Last month, Huawei chairman Guo Ping rallied staff by telling them the company launching its own OS alternative to Android is “a protracted war that Huawei is destined to win in the end,” that “Huawei will be able to survive and take the lead even in an extremely hostile environment,” and that the company will “persist and fight for a long time... we will definitely succeed.”
The big news to come from that Huawei Developer Conference is that HarmonyOS is likely to find its way onto smartphones next year—and those smartphones won’t only come from Huawei. The company wants to replicate Android’s open-source OS and the huge growth and influence achieved by opening up in that way. Russia doesn’t need any persuasion to join in—it’s already halfway across the bridge. And so there’s little surprise in the news, shared by China’s state-controlled Global Times, that “Huawei's Russian research and development team said it will join the development of [the] Harmony operating system and apps based on it.”
“Huawei's Russian R&D team,” says the Global Times, “has around 1,500 staff located in cities including Moscow, St.

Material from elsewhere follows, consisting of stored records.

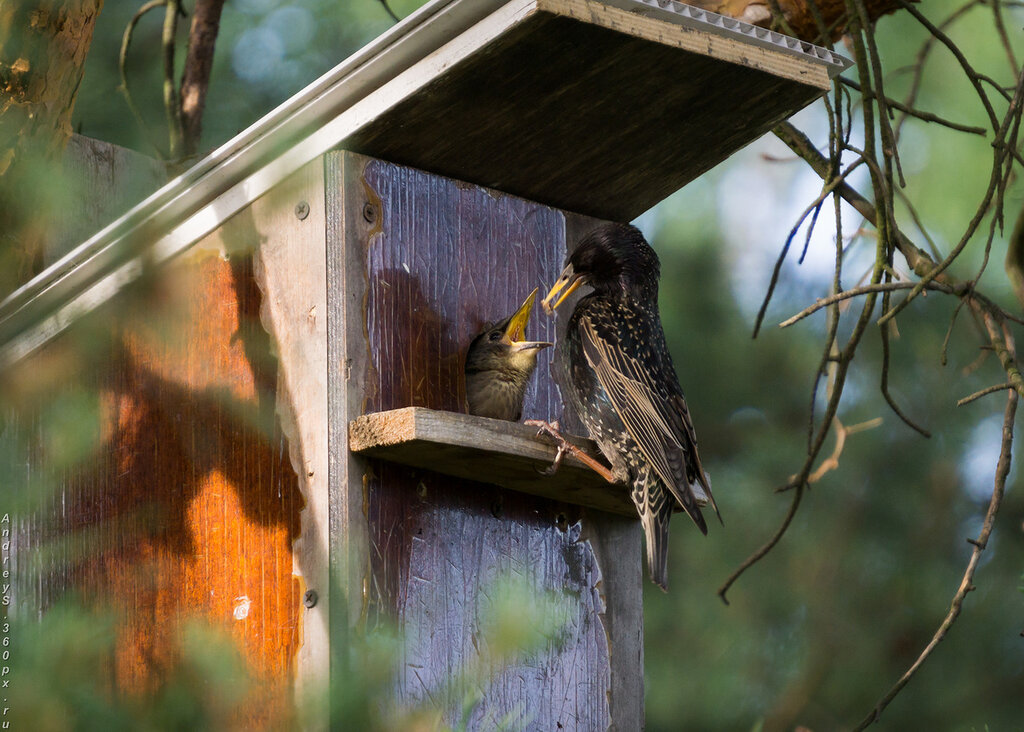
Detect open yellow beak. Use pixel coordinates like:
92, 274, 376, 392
505, 288, 540, 343
505, 288, 554, 351
541, 264, 583, 315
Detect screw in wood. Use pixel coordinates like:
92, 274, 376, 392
302, 590, 319, 607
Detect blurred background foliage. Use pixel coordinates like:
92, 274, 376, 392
0, 0, 1024, 731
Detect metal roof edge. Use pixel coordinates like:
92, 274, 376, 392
0, 0, 512, 368
601, 0, 853, 79
0, 0, 849, 368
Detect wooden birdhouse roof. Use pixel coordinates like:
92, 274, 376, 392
0, 0, 848, 364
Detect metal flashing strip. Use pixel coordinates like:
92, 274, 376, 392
0, 0, 845, 369
601, 0, 853, 79
0, 0, 512, 368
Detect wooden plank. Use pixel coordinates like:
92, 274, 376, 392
323, 153, 379, 663
329, 154, 642, 730
251, 161, 331, 716
348, 406, 636, 518
344, 0, 829, 221
9, 136, 303, 729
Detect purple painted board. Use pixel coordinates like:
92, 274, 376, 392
327, 154, 642, 730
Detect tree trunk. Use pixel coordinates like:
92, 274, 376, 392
0, 0, 102, 297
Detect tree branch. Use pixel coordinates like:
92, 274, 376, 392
855, 391, 1018, 732
161, 0, 183, 160
181, 0, 224, 156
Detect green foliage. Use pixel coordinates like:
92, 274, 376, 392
8, 0, 1024, 731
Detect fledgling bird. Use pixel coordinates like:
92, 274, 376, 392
466, 288, 553, 422
542, 224, 721, 591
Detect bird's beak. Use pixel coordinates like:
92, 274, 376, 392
505, 288, 554, 351
541, 264, 583, 315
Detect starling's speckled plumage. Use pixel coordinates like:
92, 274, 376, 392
544, 224, 718, 590
466, 290, 552, 422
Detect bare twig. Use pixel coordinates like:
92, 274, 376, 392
751, 159, 863, 338
161, 0, 184, 160
897, 0, 999, 131
855, 391, 1018, 732
956, 381, 1014, 406
839, 76, 988, 136
118, 0, 167, 159
181, 0, 224, 156
778, 281, 954, 328
776, 417, 882, 492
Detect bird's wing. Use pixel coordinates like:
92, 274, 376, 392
580, 317, 718, 533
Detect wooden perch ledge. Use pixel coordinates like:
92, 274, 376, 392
348, 406, 636, 517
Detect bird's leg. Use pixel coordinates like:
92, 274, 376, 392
523, 420, 618, 483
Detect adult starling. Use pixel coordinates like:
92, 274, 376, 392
466, 288, 552, 422
543, 224, 721, 590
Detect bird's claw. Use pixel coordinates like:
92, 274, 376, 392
523, 420, 570, 477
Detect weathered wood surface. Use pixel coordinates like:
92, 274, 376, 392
249, 160, 331, 712
348, 406, 637, 518
344, 0, 829, 221
327, 153, 643, 730
8, 136, 303, 729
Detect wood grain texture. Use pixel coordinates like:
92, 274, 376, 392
328, 153, 642, 730
9, 137, 303, 729
344, 0, 828, 221
348, 406, 636, 517
250, 160, 331, 708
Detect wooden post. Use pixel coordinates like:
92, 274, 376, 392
325, 153, 643, 730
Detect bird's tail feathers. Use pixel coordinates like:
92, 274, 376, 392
690, 469, 725, 526
640, 511, 669, 592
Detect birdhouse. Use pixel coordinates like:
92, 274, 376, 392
0, 0, 845, 730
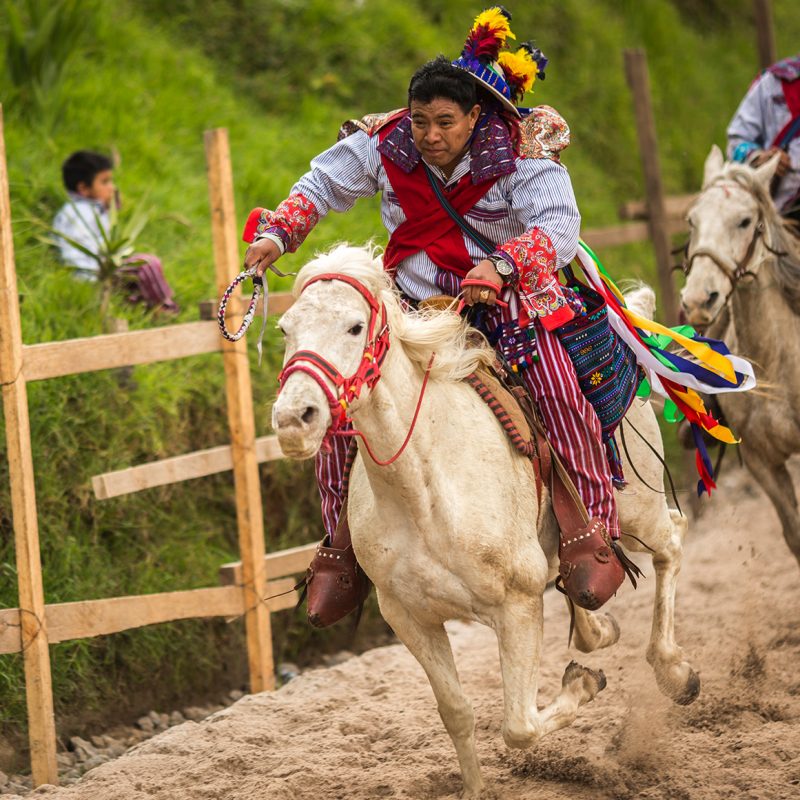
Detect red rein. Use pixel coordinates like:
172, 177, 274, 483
278, 272, 435, 467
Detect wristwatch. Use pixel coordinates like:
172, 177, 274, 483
489, 256, 514, 283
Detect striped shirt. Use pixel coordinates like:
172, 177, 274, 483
292, 131, 580, 300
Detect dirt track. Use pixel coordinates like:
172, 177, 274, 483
34, 473, 800, 800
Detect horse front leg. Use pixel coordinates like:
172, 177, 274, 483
742, 446, 800, 563
378, 591, 484, 800
495, 596, 606, 748
622, 509, 700, 705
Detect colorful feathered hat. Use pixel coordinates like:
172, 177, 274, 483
452, 6, 547, 116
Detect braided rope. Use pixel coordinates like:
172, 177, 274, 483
217, 267, 264, 342
464, 372, 536, 458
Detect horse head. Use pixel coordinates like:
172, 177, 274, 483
272, 245, 389, 459
681, 145, 780, 328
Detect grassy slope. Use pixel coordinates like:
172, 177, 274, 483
0, 0, 800, 756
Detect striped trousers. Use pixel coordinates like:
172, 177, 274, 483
316, 323, 620, 544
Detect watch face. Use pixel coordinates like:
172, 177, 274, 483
493, 258, 514, 277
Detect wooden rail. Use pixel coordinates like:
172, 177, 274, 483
0, 578, 297, 654
92, 436, 283, 500
22, 322, 223, 381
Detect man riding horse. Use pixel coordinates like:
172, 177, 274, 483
245, 7, 736, 626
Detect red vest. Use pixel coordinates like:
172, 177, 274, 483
378, 122, 497, 278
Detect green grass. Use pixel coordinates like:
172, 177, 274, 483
0, 0, 800, 764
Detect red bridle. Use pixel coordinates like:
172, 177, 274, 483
278, 272, 434, 466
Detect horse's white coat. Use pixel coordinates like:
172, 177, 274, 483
681, 146, 800, 561
273, 246, 699, 798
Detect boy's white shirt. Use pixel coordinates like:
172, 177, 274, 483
53, 192, 109, 280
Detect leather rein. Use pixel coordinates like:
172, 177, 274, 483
278, 272, 436, 467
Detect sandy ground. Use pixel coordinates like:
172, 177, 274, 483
32, 473, 800, 800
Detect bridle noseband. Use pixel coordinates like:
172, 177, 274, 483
278, 272, 389, 445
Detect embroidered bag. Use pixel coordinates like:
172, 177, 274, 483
554, 267, 643, 483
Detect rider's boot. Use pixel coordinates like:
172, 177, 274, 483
305, 501, 372, 628
557, 518, 641, 611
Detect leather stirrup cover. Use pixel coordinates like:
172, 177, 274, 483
558, 518, 625, 611
306, 502, 372, 628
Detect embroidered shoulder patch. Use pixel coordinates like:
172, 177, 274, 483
519, 106, 570, 163
336, 108, 407, 142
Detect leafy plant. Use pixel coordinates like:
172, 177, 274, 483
5, 0, 94, 119
34, 200, 151, 322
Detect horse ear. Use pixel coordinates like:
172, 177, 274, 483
756, 151, 781, 194
703, 144, 725, 189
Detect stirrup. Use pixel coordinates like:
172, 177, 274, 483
556, 519, 642, 611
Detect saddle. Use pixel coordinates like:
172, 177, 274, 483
466, 362, 641, 611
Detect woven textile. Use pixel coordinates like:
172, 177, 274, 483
555, 281, 641, 442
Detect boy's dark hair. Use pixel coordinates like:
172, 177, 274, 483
408, 56, 480, 114
61, 150, 114, 192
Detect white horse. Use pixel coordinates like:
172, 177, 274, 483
272, 245, 699, 798
681, 145, 800, 561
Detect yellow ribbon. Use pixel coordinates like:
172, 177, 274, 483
623, 308, 736, 386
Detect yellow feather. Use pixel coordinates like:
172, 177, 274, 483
473, 8, 517, 44
497, 47, 539, 93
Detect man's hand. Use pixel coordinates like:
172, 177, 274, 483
749, 147, 792, 178
463, 259, 503, 306
244, 239, 281, 277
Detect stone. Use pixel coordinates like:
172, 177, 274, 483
183, 706, 210, 722
278, 661, 300, 683
83, 753, 111, 772
104, 736, 128, 758
55, 750, 75, 768
136, 717, 155, 733
69, 736, 97, 761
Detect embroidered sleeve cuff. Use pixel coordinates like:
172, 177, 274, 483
489, 250, 519, 286
253, 228, 288, 255
242, 193, 319, 253
498, 228, 575, 330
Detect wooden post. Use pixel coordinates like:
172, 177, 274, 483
625, 49, 678, 325
753, 0, 778, 69
0, 106, 58, 786
205, 128, 275, 692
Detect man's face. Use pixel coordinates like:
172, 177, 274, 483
78, 169, 114, 208
411, 97, 481, 169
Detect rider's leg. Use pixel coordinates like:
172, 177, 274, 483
314, 436, 350, 545
512, 324, 625, 611
523, 325, 620, 539
306, 437, 371, 628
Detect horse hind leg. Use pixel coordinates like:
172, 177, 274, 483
378, 592, 485, 800
567, 599, 619, 653
623, 509, 700, 705
495, 597, 606, 748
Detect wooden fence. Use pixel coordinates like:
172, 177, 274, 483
0, 115, 315, 785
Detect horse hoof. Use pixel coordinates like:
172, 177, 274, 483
674, 668, 700, 706
561, 661, 608, 699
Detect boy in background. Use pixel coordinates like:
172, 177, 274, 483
53, 150, 178, 313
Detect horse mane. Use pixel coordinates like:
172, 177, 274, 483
709, 162, 800, 315
292, 242, 495, 381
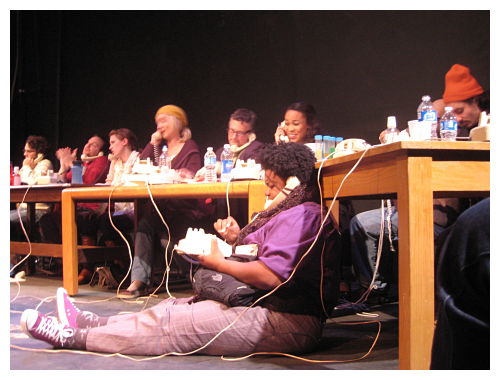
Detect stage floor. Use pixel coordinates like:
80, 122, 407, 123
10, 275, 398, 370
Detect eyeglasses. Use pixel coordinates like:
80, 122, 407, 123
227, 128, 251, 137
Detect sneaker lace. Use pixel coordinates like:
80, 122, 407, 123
35, 317, 74, 345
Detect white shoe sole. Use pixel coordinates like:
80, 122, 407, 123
19, 309, 39, 338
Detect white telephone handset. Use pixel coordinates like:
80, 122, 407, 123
33, 153, 43, 165
278, 120, 290, 142
264, 177, 300, 210
80, 152, 104, 161
333, 139, 371, 157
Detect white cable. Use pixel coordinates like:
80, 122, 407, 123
146, 182, 174, 298
10, 185, 33, 273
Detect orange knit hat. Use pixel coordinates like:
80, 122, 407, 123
155, 104, 188, 128
443, 63, 484, 103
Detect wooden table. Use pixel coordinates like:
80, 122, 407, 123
317, 141, 490, 369
61, 181, 265, 295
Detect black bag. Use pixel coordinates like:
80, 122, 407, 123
193, 267, 265, 306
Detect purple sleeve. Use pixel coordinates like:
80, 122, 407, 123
139, 143, 155, 160
172, 140, 203, 175
244, 203, 321, 280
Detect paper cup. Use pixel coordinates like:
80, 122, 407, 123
408, 120, 432, 141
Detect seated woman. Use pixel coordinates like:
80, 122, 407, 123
119, 104, 206, 298
99, 128, 139, 246
40, 135, 109, 284
274, 102, 319, 144
10, 136, 52, 240
21, 143, 339, 355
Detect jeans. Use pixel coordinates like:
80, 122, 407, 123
349, 206, 444, 289
431, 198, 490, 369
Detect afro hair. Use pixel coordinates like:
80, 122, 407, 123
259, 143, 316, 183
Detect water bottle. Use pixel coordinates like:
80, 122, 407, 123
314, 135, 323, 161
382, 116, 399, 144
12, 166, 21, 186
158, 145, 171, 172
205, 146, 217, 183
328, 136, 336, 157
220, 144, 233, 182
417, 95, 438, 139
71, 160, 83, 184
440, 107, 458, 141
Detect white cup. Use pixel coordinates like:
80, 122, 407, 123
408, 120, 432, 141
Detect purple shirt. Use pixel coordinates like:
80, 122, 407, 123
243, 202, 331, 280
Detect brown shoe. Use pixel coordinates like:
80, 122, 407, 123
78, 268, 92, 285
118, 284, 149, 299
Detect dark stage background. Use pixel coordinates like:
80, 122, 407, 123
10, 11, 490, 169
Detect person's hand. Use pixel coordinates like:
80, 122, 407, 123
177, 168, 194, 179
194, 167, 206, 181
150, 131, 162, 145
274, 121, 287, 143
196, 236, 225, 270
214, 216, 240, 244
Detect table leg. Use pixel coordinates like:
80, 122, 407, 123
248, 181, 266, 222
61, 191, 78, 295
397, 157, 434, 369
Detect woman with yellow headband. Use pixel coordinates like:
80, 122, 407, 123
120, 104, 206, 298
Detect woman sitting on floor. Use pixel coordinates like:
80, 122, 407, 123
21, 143, 340, 355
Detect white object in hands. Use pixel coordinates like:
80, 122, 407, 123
470, 111, 490, 141
231, 159, 263, 180
174, 227, 232, 257
333, 139, 371, 157
174, 228, 259, 258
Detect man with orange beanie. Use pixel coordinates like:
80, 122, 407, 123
349, 64, 490, 308
443, 63, 490, 137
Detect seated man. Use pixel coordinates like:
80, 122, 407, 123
21, 143, 340, 355
350, 64, 489, 299
195, 108, 264, 179
195, 108, 264, 226
431, 198, 490, 369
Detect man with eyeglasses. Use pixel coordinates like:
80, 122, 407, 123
195, 108, 264, 179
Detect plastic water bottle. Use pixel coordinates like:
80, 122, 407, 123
71, 160, 83, 184
440, 107, 458, 141
158, 145, 171, 171
314, 135, 323, 161
381, 116, 399, 144
220, 144, 233, 182
12, 166, 21, 186
205, 146, 217, 183
417, 95, 438, 139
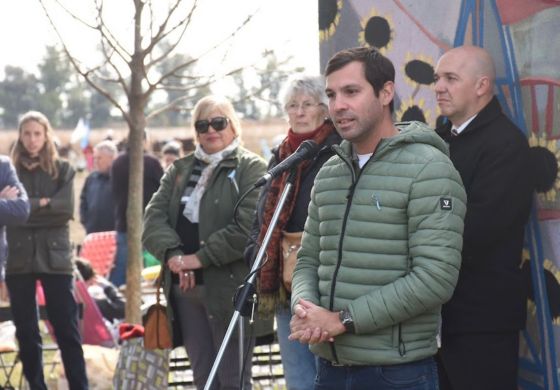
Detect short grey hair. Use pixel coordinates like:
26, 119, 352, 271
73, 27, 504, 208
280, 75, 328, 108
93, 139, 119, 156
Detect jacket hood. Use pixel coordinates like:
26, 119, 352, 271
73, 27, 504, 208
334, 121, 449, 157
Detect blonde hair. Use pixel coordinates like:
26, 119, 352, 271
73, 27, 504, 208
192, 95, 241, 138
12, 111, 58, 179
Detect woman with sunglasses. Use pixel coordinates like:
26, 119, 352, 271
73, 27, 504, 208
245, 76, 341, 390
6, 111, 88, 390
143, 96, 266, 389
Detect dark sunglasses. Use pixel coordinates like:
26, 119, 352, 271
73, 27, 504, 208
194, 116, 229, 134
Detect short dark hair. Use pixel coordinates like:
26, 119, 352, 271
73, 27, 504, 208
325, 47, 395, 112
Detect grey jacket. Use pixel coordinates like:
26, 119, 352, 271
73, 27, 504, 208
292, 122, 466, 365
6, 160, 74, 275
0, 155, 29, 281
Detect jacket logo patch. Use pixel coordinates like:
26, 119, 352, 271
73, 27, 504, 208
439, 198, 453, 210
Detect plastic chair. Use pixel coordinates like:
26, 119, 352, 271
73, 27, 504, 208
74, 279, 117, 348
79, 231, 117, 277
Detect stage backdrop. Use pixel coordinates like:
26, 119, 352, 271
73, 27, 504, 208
318, 0, 560, 390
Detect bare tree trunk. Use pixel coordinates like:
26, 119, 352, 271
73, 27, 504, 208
125, 2, 146, 324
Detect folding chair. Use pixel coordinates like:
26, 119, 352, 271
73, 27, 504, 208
74, 279, 118, 348
79, 231, 117, 278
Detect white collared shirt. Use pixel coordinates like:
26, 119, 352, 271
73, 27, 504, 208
451, 113, 478, 135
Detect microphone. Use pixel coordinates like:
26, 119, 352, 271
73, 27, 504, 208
255, 140, 319, 188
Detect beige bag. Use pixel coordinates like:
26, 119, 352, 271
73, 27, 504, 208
282, 231, 303, 291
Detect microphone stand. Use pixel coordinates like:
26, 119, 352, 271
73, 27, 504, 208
204, 168, 296, 390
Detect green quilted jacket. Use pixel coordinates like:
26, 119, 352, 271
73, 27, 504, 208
142, 147, 266, 332
292, 122, 466, 365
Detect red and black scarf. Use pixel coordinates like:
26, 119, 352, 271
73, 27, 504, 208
258, 120, 335, 311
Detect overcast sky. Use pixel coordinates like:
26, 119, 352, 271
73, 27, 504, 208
0, 0, 319, 73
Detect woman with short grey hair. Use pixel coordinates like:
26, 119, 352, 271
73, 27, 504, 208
245, 75, 341, 390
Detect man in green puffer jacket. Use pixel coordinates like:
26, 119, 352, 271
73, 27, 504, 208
290, 48, 466, 389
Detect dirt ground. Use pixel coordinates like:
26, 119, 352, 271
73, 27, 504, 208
0, 119, 288, 245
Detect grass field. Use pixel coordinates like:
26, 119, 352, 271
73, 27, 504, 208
0, 119, 288, 389
0, 119, 288, 245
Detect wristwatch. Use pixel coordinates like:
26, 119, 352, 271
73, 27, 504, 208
338, 309, 355, 333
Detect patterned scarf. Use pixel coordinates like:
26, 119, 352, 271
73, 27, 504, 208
183, 138, 240, 223
19, 153, 41, 171
258, 121, 335, 317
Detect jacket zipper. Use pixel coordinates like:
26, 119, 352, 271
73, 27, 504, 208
398, 256, 412, 357
329, 149, 361, 364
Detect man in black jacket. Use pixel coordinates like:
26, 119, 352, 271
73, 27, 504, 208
435, 46, 532, 390
80, 140, 118, 234
109, 132, 163, 287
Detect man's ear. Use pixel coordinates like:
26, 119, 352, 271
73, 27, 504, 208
379, 81, 395, 106
476, 76, 493, 96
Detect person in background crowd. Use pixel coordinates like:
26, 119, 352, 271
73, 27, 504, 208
246, 76, 341, 390
109, 132, 163, 287
161, 141, 183, 170
142, 96, 266, 389
80, 141, 117, 234
75, 258, 126, 323
0, 155, 29, 301
6, 111, 88, 390
435, 46, 534, 390
290, 47, 466, 390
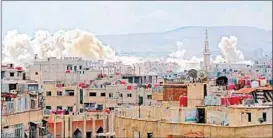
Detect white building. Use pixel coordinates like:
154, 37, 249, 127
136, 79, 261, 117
29, 57, 103, 82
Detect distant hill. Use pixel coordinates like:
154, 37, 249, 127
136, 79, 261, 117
97, 26, 272, 56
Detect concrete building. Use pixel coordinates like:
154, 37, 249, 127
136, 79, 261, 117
1, 64, 44, 137
114, 104, 272, 138
47, 112, 115, 138
28, 57, 102, 83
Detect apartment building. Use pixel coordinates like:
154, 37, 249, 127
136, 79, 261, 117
28, 57, 100, 83
1, 64, 44, 137
114, 83, 272, 138
114, 105, 272, 138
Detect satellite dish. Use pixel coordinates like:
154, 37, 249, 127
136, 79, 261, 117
197, 70, 207, 80
188, 69, 197, 82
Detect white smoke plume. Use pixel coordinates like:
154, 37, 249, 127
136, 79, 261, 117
2, 30, 34, 65
169, 41, 186, 60
216, 36, 244, 63
2, 29, 115, 66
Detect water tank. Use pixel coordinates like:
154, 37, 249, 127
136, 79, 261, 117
230, 96, 240, 105
179, 96, 188, 107
245, 80, 251, 86
260, 79, 267, 86
269, 80, 273, 85
251, 81, 259, 88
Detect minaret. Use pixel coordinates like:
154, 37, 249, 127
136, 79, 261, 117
203, 30, 210, 71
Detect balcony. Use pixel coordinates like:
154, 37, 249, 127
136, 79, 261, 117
2, 109, 43, 126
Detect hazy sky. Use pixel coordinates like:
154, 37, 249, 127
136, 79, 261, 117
2, 1, 272, 35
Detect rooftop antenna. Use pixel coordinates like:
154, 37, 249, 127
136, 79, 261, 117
188, 69, 197, 82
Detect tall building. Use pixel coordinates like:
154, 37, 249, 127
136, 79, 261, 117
203, 30, 211, 71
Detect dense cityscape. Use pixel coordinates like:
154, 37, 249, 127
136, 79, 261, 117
1, 1, 273, 138
1, 28, 273, 138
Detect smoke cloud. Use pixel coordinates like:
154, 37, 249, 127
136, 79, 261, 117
2, 29, 252, 71
3, 29, 115, 66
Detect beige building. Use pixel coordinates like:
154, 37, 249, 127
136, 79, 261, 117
114, 107, 272, 138
47, 112, 114, 138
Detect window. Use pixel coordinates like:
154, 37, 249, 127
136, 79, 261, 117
57, 106, 63, 110
263, 112, 266, 121
46, 91, 51, 96
57, 91, 63, 96
67, 106, 73, 112
100, 93, 106, 96
147, 95, 152, 99
147, 133, 153, 138
65, 90, 74, 96
127, 93, 132, 97
46, 106, 51, 110
246, 113, 251, 122
97, 104, 103, 110
28, 84, 39, 91
89, 92, 97, 96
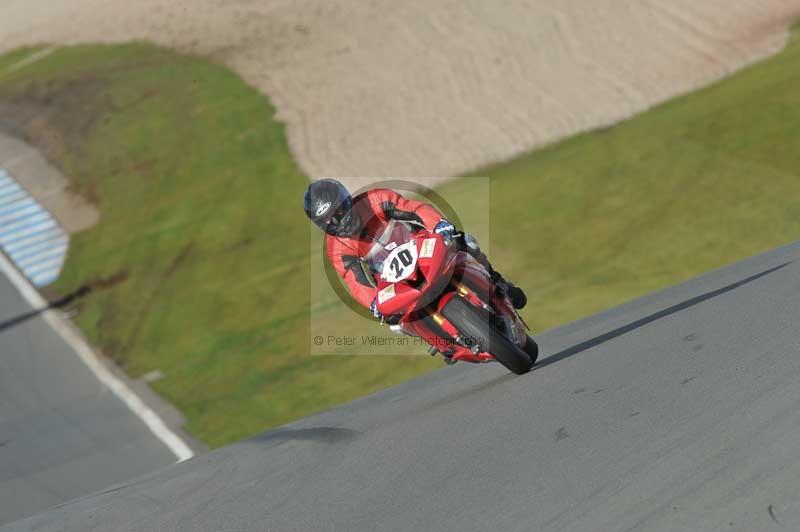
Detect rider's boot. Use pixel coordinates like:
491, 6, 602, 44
464, 234, 528, 309
492, 270, 528, 310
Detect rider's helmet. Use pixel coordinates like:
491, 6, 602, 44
303, 179, 361, 237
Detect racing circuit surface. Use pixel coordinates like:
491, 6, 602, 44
2, 243, 800, 532
0, 274, 175, 523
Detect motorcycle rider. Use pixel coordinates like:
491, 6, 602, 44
303, 179, 527, 318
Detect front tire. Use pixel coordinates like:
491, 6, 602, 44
442, 296, 533, 375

Petersburg, Nizhny Novgorod and Novosibirsk.” Its focus will be “to help its research become more compatible with Huawei's mobile ecosystem.” Huawei has said that more than 100 million devices will soon run HarmonyOS. The real prize, though, is its 600 million smartphone users.
Quite how Huawei users will feel about Russian-developed software on their devices remains to be seen. One can expect little reaction in China and Russia, of course, but Huawei has not given up hope of recovering its position in Europe and other markets hard-won over the last decade. The reaction there will likely be much more mixed.
Huawei is recruiting hardened cyber skills in Russia, including offensive cyber, vulnerability exploits and pen testing. The company told me that “cybersecurity is Huawei's highest priority and we employ a qualified team of specialists worldwide to ensure the security of our products and services. That includes supporting our customers in Russia, as elsewhere.”
You can make of that what you will. The fact is that America’s action against Huawei has left the door open for Russia, and the company now has little to lose. As U.S. sanctions have escalated, Russia’s own tech sector and industrial base has gained in appeal. China is racing to un-Americanize its supply chains and higher-end industrial capabilities, engaging with Russia will be a benefit here. Russia is also one of the main countries selected by Huawei as a hub to attract local third-party software developers into the ecosystem.
The fact that China and Russia—the two countries most feared by Washington’s cyber defenders—are collaborating on a would-be global mobile operating system and a mass influx of new apps and services will be lost on no-one. Least of all Washington’s policy makers who may even find themselves exploring options to sanction those looking to replace Google with a Huawei alternative.